Flying On Kindness

She wasn’t responsible for the problem but was the airline’s scapegoat. She needed some grace given to her.

 

On a Thursday in July of 1979 I was leaving Grand Junction, Colorado after conducting a prayer event there. I was to be in Seattle the next day. It was just after dinner time and our Frontier Airlines flight was the last of their scheduled flights of that day.

Eight minutes into our flight our small Convair aircraft lost its navigation equipment and we returned to land again at Grand Junction. The next minutes were filled with the voices of many of the 20 or so passengers. None were happy.

Back at the gate, everyone made a dash for the ticket agent who hadn’t even had time to wrap up her departed flight and head for a quiet night at home.

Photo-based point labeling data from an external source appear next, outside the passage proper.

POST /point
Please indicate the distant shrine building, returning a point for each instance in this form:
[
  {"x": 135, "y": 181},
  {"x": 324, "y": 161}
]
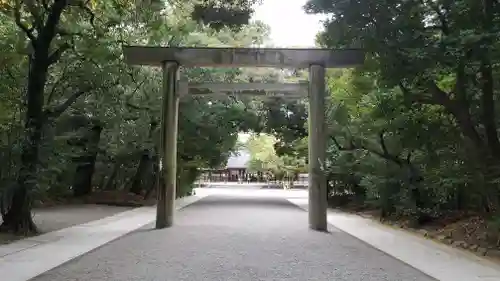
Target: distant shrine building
[{"x": 236, "y": 170}]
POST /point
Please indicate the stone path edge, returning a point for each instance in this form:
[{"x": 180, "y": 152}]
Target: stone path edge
[
  {"x": 437, "y": 260},
  {"x": 27, "y": 258}
]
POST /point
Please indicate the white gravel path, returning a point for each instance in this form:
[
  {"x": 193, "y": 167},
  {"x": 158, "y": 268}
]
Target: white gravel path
[{"x": 236, "y": 238}]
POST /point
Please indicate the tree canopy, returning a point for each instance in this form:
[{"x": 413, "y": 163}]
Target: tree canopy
[{"x": 75, "y": 119}]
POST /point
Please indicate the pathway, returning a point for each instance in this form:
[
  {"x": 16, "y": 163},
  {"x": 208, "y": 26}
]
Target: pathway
[
  {"x": 235, "y": 237},
  {"x": 242, "y": 233}
]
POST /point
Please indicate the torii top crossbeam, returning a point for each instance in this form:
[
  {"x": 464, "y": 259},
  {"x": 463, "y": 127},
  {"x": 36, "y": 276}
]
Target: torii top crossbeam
[
  {"x": 285, "y": 90},
  {"x": 243, "y": 57}
]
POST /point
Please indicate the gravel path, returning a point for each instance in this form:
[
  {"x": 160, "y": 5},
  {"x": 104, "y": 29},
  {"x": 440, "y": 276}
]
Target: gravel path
[
  {"x": 55, "y": 218},
  {"x": 236, "y": 238}
]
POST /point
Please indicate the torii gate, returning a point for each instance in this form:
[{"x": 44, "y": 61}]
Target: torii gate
[{"x": 315, "y": 59}]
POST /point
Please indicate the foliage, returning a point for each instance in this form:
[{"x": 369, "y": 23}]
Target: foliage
[
  {"x": 414, "y": 131},
  {"x": 74, "y": 118}
]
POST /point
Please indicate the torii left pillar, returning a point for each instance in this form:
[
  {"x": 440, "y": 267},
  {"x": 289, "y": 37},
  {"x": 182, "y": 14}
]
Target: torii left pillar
[{"x": 168, "y": 146}]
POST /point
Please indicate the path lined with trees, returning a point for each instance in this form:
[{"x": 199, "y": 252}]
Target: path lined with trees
[{"x": 413, "y": 133}]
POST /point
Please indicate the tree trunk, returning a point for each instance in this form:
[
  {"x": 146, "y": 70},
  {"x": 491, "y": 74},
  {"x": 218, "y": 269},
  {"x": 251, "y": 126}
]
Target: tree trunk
[
  {"x": 111, "y": 180},
  {"x": 140, "y": 178},
  {"x": 18, "y": 217},
  {"x": 85, "y": 170}
]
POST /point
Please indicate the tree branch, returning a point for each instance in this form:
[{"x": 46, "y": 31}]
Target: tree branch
[
  {"x": 56, "y": 55},
  {"x": 59, "y": 109},
  {"x": 20, "y": 24}
]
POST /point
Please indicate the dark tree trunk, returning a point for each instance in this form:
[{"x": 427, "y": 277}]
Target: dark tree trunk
[
  {"x": 110, "y": 183},
  {"x": 18, "y": 217},
  {"x": 86, "y": 164},
  {"x": 154, "y": 178},
  {"x": 140, "y": 178}
]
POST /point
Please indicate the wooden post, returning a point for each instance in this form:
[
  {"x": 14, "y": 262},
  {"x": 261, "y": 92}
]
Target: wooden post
[
  {"x": 166, "y": 191},
  {"x": 317, "y": 149}
]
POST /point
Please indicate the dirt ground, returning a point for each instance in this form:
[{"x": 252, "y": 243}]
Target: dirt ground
[
  {"x": 463, "y": 231},
  {"x": 58, "y": 217}
]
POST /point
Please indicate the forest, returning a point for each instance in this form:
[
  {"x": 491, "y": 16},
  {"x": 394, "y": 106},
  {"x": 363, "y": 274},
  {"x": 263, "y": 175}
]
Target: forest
[{"x": 412, "y": 133}]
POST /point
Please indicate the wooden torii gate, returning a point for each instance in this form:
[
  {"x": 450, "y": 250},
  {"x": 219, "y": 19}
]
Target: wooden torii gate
[
  {"x": 262, "y": 90},
  {"x": 316, "y": 60}
]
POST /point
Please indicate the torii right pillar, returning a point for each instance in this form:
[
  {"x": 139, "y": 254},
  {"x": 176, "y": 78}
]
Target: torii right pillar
[{"x": 318, "y": 200}]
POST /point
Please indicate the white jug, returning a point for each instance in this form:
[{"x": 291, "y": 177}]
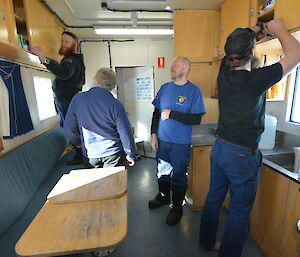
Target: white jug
[{"x": 267, "y": 140}]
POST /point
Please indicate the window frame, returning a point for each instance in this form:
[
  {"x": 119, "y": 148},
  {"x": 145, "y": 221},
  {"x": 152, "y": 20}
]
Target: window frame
[{"x": 295, "y": 91}]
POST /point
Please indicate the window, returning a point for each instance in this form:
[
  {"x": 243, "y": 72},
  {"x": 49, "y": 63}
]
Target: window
[
  {"x": 44, "y": 97},
  {"x": 295, "y": 113}
]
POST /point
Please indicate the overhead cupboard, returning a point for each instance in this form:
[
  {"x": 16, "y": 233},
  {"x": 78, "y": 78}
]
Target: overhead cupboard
[
  {"x": 27, "y": 23},
  {"x": 247, "y": 13}
]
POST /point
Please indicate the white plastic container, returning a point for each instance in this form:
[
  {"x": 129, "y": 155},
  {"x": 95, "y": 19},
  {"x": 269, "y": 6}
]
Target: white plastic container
[{"x": 267, "y": 140}]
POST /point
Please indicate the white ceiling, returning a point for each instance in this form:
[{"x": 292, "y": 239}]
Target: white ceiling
[{"x": 84, "y": 14}]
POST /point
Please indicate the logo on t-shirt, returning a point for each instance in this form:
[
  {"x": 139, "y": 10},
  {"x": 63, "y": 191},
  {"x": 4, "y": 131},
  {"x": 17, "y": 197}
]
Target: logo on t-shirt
[{"x": 181, "y": 99}]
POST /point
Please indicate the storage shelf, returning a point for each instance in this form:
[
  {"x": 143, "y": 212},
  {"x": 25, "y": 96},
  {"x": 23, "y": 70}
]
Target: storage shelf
[{"x": 10, "y": 51}]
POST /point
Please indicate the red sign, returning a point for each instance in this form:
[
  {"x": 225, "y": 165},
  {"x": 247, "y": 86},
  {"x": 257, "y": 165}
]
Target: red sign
[{"x": 161, "y": 62}]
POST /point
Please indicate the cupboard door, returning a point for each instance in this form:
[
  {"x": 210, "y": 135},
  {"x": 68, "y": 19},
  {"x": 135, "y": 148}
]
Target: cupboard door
[
  {"x": 43, "y": 29},
  {"x": 199, "y": 177},
  {"x": 267, "y": 215},
  {"x": 7, "y": 22},
  {"x": 290, "y": 243},
  {"x": 289, "y": 12},
  {"x": 201, "y": 75},
  {"x": 193, "y": 34},
  {"x": 234, "y": 14}
]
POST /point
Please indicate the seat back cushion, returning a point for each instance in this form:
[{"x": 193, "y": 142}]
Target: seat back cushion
[{"x": 23, "y": 170}]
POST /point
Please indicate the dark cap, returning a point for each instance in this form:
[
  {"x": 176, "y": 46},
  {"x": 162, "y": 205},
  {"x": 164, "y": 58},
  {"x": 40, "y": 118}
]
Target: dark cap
[
  {"x": 71, "y": 35},
  {"x": 239, "y": 43}
]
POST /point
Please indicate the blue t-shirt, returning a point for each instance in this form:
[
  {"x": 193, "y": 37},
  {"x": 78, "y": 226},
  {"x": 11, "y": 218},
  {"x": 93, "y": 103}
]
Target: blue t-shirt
[{"x": 186, "y": 99}]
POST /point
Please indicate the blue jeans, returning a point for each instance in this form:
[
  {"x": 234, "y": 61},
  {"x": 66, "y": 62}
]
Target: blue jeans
[
  {"x": 178, "y": 156},
  {"x": 234, "y": 168},
  {"x": 62, "y": 108}
]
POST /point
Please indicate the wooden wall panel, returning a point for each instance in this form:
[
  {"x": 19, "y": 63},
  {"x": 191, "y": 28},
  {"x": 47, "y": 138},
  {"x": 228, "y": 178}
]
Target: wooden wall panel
[
  {"x": 199, "y": 177},
  {"x": 43, "y": 28},
  {"x": 212, "y": 110}
]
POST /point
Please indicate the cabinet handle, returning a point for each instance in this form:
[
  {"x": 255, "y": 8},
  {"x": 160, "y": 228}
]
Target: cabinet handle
[{"x": 3, "y": 15}]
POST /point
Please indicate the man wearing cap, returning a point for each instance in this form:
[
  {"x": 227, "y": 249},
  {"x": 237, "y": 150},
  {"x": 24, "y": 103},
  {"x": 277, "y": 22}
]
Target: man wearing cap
[
  {"x": 70, "y": 77},
  {"x": 235, "y": 159}
]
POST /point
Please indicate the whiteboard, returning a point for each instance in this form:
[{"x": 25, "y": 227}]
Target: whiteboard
[{"x": 136, "y": 92}]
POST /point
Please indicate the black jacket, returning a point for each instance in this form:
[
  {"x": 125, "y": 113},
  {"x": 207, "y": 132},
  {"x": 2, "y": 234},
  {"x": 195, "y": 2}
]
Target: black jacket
[{"x": 70, "y": 76}]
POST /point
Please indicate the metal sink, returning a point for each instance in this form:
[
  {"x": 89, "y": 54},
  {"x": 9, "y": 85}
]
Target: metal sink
[{"x": 284, "y": 160}]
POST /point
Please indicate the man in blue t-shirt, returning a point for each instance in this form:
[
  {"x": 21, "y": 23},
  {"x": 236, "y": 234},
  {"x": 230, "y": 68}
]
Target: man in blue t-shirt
[{"x": 178, "y": 106}]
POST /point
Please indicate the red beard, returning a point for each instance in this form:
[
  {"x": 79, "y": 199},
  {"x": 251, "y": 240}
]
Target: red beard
[{"x": 67, "y": 51}]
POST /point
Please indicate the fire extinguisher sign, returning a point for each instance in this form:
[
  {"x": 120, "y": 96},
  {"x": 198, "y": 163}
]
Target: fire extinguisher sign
[{"x": 161, "y": 62}]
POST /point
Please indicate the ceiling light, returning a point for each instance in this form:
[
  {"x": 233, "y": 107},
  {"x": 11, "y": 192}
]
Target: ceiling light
[{"x": 132, "y": 31}]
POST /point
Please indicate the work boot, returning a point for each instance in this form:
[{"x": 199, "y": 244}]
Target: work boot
[
  {"x": 176, "y": 211},
  {"x": 162, "y": 198}
]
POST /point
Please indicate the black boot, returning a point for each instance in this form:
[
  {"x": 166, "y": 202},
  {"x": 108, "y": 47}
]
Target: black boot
[
  {"x": 175, "y": 213},
  {"x": 162, "y": 198}
]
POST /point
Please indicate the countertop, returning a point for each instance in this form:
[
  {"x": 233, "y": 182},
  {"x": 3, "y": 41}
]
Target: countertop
[{"x": 204, "y": 135}]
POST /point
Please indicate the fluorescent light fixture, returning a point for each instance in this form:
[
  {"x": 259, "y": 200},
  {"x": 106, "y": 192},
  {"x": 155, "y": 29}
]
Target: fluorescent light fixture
[{"x": 132, "y": 31}]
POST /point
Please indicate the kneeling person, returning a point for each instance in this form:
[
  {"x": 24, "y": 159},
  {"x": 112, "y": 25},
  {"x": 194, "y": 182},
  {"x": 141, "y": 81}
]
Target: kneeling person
[{"x": 98, "y": 123}]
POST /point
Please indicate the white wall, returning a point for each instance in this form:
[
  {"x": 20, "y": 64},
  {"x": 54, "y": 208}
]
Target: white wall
[
  {"x": 39, "y": 126},
  {"x": 140, "y": 52},
  {"x": 281, "y": 109}
]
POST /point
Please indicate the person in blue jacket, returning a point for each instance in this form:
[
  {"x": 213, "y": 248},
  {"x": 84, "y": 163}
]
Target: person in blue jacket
[
  {"x": 178, "y": 106},
  {"x": 97, "y": 122}
]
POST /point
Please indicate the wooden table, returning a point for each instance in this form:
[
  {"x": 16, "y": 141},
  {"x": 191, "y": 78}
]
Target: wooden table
[{"x": 75, "y": 227}]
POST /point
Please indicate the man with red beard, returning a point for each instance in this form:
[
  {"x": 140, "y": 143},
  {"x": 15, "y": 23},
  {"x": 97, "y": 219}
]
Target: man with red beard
[{"x": 70, "y": 76}]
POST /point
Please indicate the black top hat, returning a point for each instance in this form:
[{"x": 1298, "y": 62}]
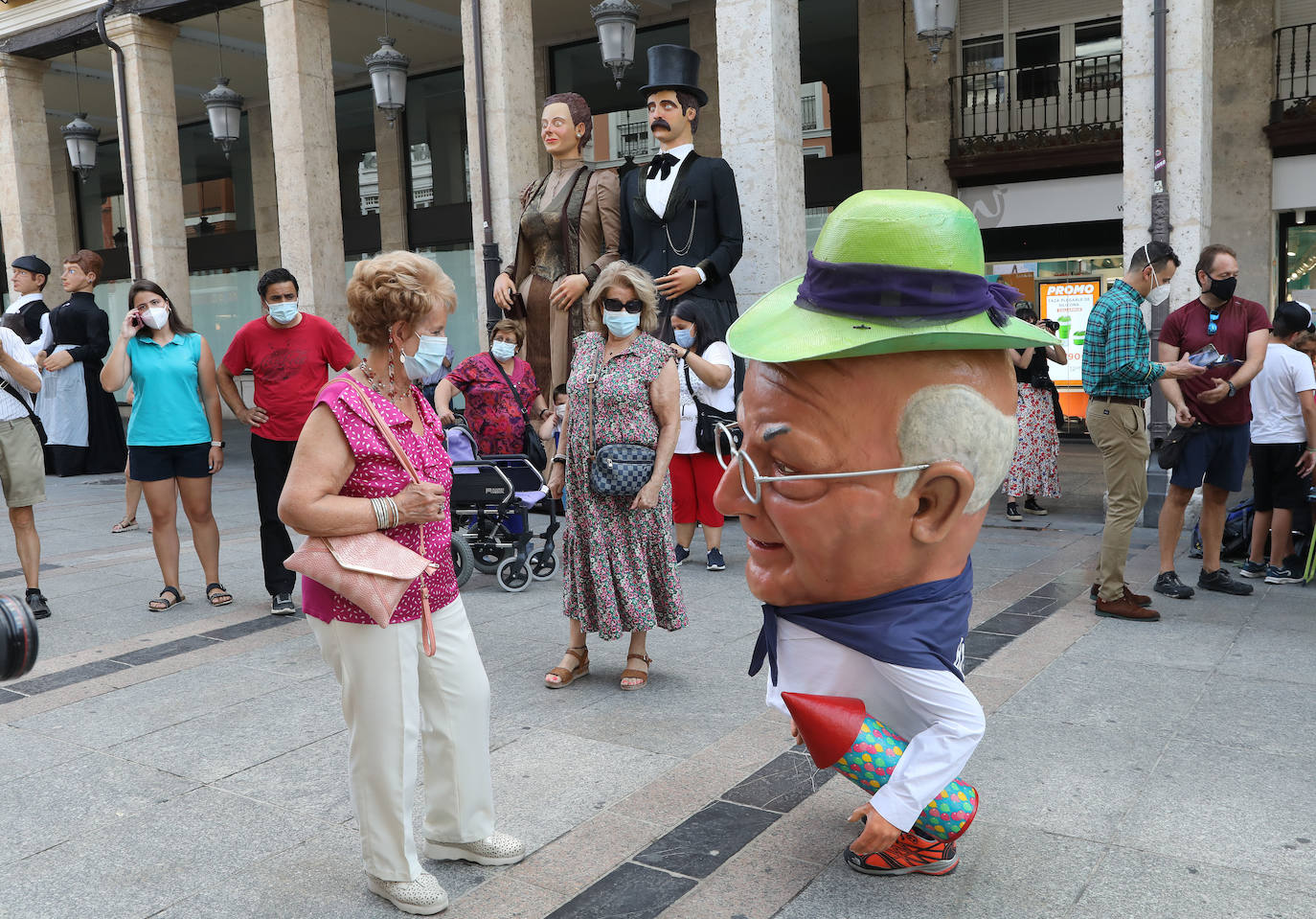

I hung back, realizing that my next assignment most likely wasn’t going to happen. This was not O’Hare or Atlanta… with flights arriving and departing at all hours of the day. And this was not fatalism on my part, just a quick recognition of the most likely outcome for all of us.

The passengers were indignant – thrown out of their expected plans. The harried gate agent explained that the plane wouldn’t be fixed, they’d be put in a nearby hotel for the night and given a voucher for a meal.

It wasn’t what anyone wanted to hear. Grumbles abounded. Veiled threats delivered. Everybody’s exasperation and vitriol were directed at the gate agent… as if she had reached up into the sky and sabotaged their trips.

I was the last one in line. The others had already gone to get their luggage and make their way to their hotel. As I approached this ‘diabolical’ lady who had sullied all their plans and probably irrevocably scarred their lives for all times, I actually felt pain for what she had just endured.

“This is why you make the fabulous salary you do” I said quietly. She looked up at me and my smile let her know I was kidding. I was just offering her grace and a brief visit to the still waters where souls can be restored.

Would you believe she stayed long enough to get me on a United flight into Las Vegas and connecting me with a flight into Seattle that night. Galatians 5:22,23 says “But the fruit of the Spirit is love, joy, peace, patience, kindness, goodness, faithfulness, gentleness, self-control; against such things there is no law.”

 I seldom pack a full knapsack of every one of those, but I’m thankful that I had enough patience, kindness and self-control that evening to have flown out of Grand Junction, Colorado when no one else did.